The time-series mixed-effects model corroborated the family pattern: blue control clams diverged from tweed selected clams at t = 1.5 h (p = 0.010) and t = 2.0 h (p = 0.014).

Experiment 2: Recovery from Heat Stress
Day 0: Heat Stress at 36°C for 3.5 Hours
All six plates passed the consistency check (12 wells per plate). Although four wells were noted for volume loss, none were excluded from analysis.
The AUC ANOVA showed marginal trends for family (F = 3.40, p = 0.070) and treatment (F = 3.47, p = 0.067) that did not reach significance. Among the four family × treatment combinations, the only significant pairwise contrast was blue control vs. tweed selected (estimate = 30.6 per cm², Tukey p = 0.048). Blue control clams had the highest mean AUC (56.4 ± 7.9 SE), roughly double that of blue selected (28.7 ± 7.0), tweed control (29.2 ± 7.7), and tweed selected (25.8 ± 9.6).
The time-series model revealed a progressive divergence of blue control clams beginning at 1.5 h:
- t = 1.5 h: blue control > tweed control (p = 0.050)
- t = 2.5 h: blue control > blue selected (p = 0.039); blue control > tweed selected (p = 0.013)
- t = 3.0 h: blue control > blue selected (p = 0.019); blue control > tweed selected (p = 0.004)
- t = 3.5 h: blue control > blue selected (p = 0.019); blue control > tweed selected (p = 0.003)

Day 1: Heat Stress at 36°C for 4 Hours (Post-Recovery)
All six plates passed the consistency check. No significant effects were detected in AUC analyses: family (F = 0.33, p = 0.570), treatment (F = 0.82, p = 0.370), family × treatment (F = 0.07, p = 0.788). Group mean AUCs were similar across all four groups: blue control (0.346 ± 0.049 SE per mm²), tweed control (0.331 ± 0.046), blue selected (0.316 ± 0.048), and tweed selected (0.277 ± 0.040). No pairwise contrasts were significant (all Tukey-adjusted p > 0.33).
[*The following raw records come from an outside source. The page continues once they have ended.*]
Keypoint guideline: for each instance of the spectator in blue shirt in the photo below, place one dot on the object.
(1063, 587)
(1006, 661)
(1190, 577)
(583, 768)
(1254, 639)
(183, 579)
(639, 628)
The time-series model likewise detected no significant pairwise differences at any timepoint (all p > 0.14).
Experiment 3: Acute Heat Stress @ 36°C for 4 Hours
After exclusion of Plate G and three volume-loss wells, no significant effects were detected in AUC analyses: family (F = 2.03, p = 0.161), treatment (F = 1.91, p = 0.174), family × treatment (F = 2.95, p = 0.092). Blue control clams had the highest mean AUC (66.6 ± 6.8 SE per cm²), while other groups were lower: tweed control (49.0 ± 4.7), tweed selected (50.5 ± 6.4), and blue selected (48.4 ± 4.7). No pairwise contrast reached significance after Tukey adjustment (all p > 0.13).
The time-series model identified a transient elevation of blue control clams at mid-assay timepoints:
- t = 1.5 h: blue control > tweed control (p = 0.013); blue control > blue selected (p = 0.035)
- t = 2.0 h: blue control > tweed control (p = 0.042)
- t = 2.5 h: blue control > tweed control (p = 0.043)
No significant differences were detected at any other timepoints (all Tukey-adjusted p > 0.09).